Stack of patents ruled invalid by USPTO

Oracle suffers setback in Android patent battle

Oracle’s legal attack on Google’s Android smartphone operating system has hit a brick wall with the US Patent and Trademark Office declaring a raft of patents invalid on the basis of ‘prior art’.

Having acquired Sun three years ago, Oracle has been using the firm’s wealth of Java-related patents to go after Google with the firm demanding $2.6 billion in damages. However the USPTO declared that 24 claims relating to one patent are provisionally invalid.

The decision means that five of the seven patents Oracle alleges Android infringes upon have been either partially or fully invalidated, according to a H Online report.
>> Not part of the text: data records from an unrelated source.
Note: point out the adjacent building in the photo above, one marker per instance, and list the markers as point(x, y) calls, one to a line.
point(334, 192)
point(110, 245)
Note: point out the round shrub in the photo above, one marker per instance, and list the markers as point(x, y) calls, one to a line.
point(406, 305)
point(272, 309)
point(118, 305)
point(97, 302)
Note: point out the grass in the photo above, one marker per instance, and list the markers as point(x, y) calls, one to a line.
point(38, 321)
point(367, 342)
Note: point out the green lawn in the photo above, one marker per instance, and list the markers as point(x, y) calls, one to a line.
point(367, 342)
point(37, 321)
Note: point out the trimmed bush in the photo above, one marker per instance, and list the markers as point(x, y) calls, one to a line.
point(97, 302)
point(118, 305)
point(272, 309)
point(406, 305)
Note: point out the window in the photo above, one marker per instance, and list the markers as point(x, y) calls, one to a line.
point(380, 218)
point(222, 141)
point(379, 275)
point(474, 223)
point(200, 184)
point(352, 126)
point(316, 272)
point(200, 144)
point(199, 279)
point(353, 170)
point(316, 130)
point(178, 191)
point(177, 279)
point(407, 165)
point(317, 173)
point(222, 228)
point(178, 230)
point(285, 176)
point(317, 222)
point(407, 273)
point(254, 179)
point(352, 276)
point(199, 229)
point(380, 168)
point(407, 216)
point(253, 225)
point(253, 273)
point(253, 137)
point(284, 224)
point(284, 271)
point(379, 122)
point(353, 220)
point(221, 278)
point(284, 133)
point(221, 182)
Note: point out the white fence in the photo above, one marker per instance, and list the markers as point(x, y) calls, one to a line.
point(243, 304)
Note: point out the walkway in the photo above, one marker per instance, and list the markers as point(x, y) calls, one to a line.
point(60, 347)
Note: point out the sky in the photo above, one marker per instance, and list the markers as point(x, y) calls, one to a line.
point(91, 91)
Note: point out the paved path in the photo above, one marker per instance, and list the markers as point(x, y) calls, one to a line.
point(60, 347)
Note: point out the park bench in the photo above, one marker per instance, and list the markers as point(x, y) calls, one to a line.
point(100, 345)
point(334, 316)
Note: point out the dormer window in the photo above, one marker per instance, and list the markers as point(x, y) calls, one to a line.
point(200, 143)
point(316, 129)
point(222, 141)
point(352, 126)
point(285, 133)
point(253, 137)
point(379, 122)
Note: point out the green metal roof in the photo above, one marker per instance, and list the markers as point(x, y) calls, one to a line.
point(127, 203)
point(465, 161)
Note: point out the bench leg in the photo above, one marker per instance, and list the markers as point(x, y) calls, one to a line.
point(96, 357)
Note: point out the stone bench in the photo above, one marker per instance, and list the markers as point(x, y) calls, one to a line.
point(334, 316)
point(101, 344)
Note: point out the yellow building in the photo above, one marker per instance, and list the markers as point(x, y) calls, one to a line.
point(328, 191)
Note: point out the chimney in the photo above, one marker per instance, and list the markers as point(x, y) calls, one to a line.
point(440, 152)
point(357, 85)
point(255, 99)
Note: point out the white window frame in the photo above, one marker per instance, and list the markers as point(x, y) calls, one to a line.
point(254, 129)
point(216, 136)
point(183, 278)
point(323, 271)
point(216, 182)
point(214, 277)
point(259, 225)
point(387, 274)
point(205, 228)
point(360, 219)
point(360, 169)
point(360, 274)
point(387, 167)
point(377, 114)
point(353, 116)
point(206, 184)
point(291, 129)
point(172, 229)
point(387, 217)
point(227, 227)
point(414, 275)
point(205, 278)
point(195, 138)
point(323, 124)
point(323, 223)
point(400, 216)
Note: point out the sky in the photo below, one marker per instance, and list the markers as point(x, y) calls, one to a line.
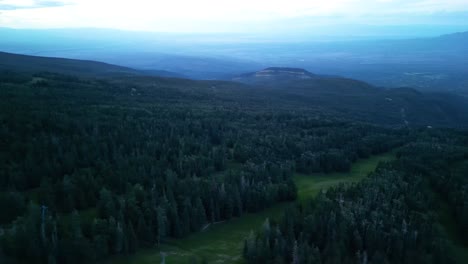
point(239, 16)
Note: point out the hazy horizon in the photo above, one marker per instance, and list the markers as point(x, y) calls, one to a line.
point(270, 20)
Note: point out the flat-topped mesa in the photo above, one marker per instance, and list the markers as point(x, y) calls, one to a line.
point(285, 72)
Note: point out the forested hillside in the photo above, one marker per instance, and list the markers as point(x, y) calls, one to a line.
point(391, 217)
point(97, 167)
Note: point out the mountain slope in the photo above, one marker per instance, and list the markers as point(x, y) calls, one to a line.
point(17, 62)
point(293, 90)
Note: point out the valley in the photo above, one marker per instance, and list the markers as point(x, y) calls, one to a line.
point(223, 242)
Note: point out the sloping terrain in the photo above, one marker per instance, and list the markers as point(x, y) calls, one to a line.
point(17, 62)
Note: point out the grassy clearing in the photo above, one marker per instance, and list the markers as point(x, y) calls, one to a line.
point(223, 243)
point(308, 186)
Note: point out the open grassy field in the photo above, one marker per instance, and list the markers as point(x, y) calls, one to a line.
point(223, 242)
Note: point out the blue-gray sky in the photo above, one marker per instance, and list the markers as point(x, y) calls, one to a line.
point(240, 16)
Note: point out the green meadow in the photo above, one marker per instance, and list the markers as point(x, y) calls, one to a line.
point(223, 242)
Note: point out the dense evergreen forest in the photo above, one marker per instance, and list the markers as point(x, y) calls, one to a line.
point(391, 217)
point(97, 167)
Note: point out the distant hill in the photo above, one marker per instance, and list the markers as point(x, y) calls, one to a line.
point(289, 89)
point(17, 62)
point(274, 75)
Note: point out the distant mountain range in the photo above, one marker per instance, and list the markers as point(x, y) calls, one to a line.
point(274, 76)
point(429, 64)
point(289, 89)
point(9, 61)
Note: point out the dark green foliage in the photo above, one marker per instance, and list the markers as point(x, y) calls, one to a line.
point(387, 218)
point(91, 168)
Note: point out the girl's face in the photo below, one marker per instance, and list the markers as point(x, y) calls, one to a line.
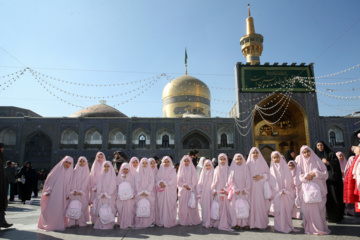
point(166, 163)
point(153, 164)
point(67, 164)
point(125, 171)
point(136, 163)
point(106, 167)
point(291, 166)
point(306, 153)
point(186, 162)
point(222, 160)
point(276, 158)
point(207, 166)
point(255, 154)
point(239, 160)
point(100, 157)
point(82, 162)
point(320, 147)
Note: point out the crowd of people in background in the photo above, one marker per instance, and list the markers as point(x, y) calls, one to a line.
point(233, 193)
point(23, 183)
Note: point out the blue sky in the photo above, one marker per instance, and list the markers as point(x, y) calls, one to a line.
point(114, 42)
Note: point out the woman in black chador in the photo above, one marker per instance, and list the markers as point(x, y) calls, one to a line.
point(334, 204)
point(26, 189)
point(289, 155)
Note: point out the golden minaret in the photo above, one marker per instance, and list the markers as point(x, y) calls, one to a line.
point(251, 43)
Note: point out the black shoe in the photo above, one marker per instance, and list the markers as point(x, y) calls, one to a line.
point(6, 225)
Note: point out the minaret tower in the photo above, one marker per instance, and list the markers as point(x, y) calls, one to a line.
point(251, 43)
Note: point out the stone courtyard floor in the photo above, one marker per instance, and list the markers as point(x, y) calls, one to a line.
point(25, 219)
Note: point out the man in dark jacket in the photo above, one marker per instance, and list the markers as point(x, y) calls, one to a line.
point(3, 193)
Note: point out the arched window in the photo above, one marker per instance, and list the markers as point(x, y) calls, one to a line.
point(165, 141)
point(142, 141)
point(92, 136)
point(223, 140)
point(119, 137)
point(332, 138)
point(195, 144)
point(69, 136)
point(8, 136)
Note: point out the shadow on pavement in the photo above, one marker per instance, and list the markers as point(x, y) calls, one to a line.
point(13, 233)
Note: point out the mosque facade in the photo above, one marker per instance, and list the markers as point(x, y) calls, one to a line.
point(274, 111)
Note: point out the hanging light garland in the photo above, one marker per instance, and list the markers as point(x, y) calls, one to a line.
point(337, 109)
point(5, 85)
point(330, 95)
point(99, 85)
point(20, 72)
point(52, 93)
point(338, 73)
point(91, 97)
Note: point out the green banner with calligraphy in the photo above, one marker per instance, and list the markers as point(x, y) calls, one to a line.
point(273, 78)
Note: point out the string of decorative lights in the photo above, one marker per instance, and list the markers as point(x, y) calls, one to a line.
point(323, 86)
point(338, 73)
point(91, 97)
point(338, 83)
point(14, 73)
point(338, 109)
point(100, 85)
point(332, 96)
point(5, 85)
point(273, 113)
point(53, 94)
point(132, 98)
point(261, 113)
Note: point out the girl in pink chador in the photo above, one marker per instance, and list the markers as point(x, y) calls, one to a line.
point(259, 173)
point(311, 168)
point(94, 179)
point(79, 190)
point(55, 196)
point(204, 192)
point(186, 182)
point(343, 162)
point(134, 165)
point(283, 188)
point(144, 184)
point(125, 208)
point(105, 194)
point(219, 188)
point(239, 181)
point(153, 165)
point(296, 209)
point(166, 196)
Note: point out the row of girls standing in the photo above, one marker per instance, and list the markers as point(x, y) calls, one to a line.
point(243, 181)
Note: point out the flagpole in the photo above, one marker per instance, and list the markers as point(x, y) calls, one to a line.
point(185, 62)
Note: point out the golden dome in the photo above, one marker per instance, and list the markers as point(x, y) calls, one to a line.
point(186, 94)
point(186, 85)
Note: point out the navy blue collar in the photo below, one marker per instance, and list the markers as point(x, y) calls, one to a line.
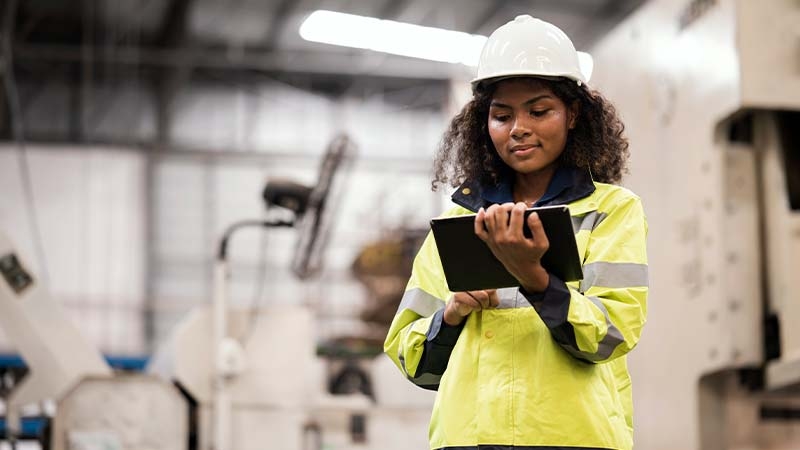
point(568, 184)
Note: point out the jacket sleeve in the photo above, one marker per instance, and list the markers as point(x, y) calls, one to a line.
point(603, 318)
point(418, 341)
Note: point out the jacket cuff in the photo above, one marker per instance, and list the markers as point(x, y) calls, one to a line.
point(440, 333)
point(552, 303)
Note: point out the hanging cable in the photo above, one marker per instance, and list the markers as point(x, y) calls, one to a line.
point(17, 132)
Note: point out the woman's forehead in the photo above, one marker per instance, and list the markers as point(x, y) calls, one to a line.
point(527, 86)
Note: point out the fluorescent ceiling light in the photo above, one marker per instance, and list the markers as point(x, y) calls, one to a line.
point(398, 38)
point(388, 36)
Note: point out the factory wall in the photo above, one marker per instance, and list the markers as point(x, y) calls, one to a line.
point(129, 230)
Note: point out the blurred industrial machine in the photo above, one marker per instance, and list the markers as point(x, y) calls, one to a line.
point(63, 367)
point(206, 387)
point(710, 94)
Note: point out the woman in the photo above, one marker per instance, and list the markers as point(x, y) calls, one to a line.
point(542, 365)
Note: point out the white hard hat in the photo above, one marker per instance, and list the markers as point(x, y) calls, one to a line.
point(527, 46)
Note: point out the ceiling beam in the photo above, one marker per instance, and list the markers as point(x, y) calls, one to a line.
point(280, 16)
point(176, 20)
point(392, 10)
point(172, 35)
point(311, 62)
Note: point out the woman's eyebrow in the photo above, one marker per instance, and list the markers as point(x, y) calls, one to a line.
point(496, 104)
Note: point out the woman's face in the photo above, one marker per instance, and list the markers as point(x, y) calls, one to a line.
point(528, 125)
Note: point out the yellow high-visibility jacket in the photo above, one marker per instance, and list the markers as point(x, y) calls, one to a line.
point(544, 370)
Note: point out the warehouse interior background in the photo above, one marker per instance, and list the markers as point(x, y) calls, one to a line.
point(134, 133)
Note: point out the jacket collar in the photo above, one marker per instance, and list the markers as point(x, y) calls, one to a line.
point(568, 185)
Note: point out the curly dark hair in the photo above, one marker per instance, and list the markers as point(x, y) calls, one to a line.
point(597, 142)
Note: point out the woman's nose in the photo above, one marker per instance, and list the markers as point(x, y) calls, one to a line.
point(521, 129)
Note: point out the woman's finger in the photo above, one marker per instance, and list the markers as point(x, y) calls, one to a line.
point(537, 231)
point(480, 225)
point(516, 220)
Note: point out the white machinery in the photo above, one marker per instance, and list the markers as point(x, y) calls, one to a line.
point(710, 92)
point(278, 399)
point(94, 408)
point(267, 390)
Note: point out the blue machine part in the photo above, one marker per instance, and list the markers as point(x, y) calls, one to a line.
point(129, 363)
point(31, 427)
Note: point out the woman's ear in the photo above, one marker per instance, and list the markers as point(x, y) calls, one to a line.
point(574, 111)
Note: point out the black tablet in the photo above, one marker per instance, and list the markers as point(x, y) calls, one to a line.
point(469, 264)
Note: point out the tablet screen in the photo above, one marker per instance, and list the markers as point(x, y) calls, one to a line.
point(469, 264)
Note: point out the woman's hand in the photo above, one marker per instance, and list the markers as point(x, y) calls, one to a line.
point(461, 304)
point(520, 255)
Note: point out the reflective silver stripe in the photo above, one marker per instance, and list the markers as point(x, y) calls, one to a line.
point(426, 379)
point(508, 298)
point(612, 338)
point(420, 302)
point(588, 221)
point(613, 275)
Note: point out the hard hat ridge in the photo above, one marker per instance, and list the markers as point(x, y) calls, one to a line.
point(527, 46)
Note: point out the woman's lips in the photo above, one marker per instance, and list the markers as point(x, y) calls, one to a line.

The USPTO move is not, however, final and Oracle has the option of appealing.

Google recently lost out in a bidding war for bankrupt technology giant Nortel’s massive patent portfolio, something which analysts expected would be highly attractive to Google as it seeks to defend the Android operating system from the continuing tit-for-tat patent litigation that has become the hallmark of the smartphone industry.

A consortium of rival smartphone vendors including Apple, RIM and Microsoft were successful in snapping up the Nortel patent pool for $4.5 billion dollars. As such Android looks set to face even greater legal threats in the future.

The USPTO decision may also mean the judge postpones the upcoming October trial while Oracle’s patents are reexamined.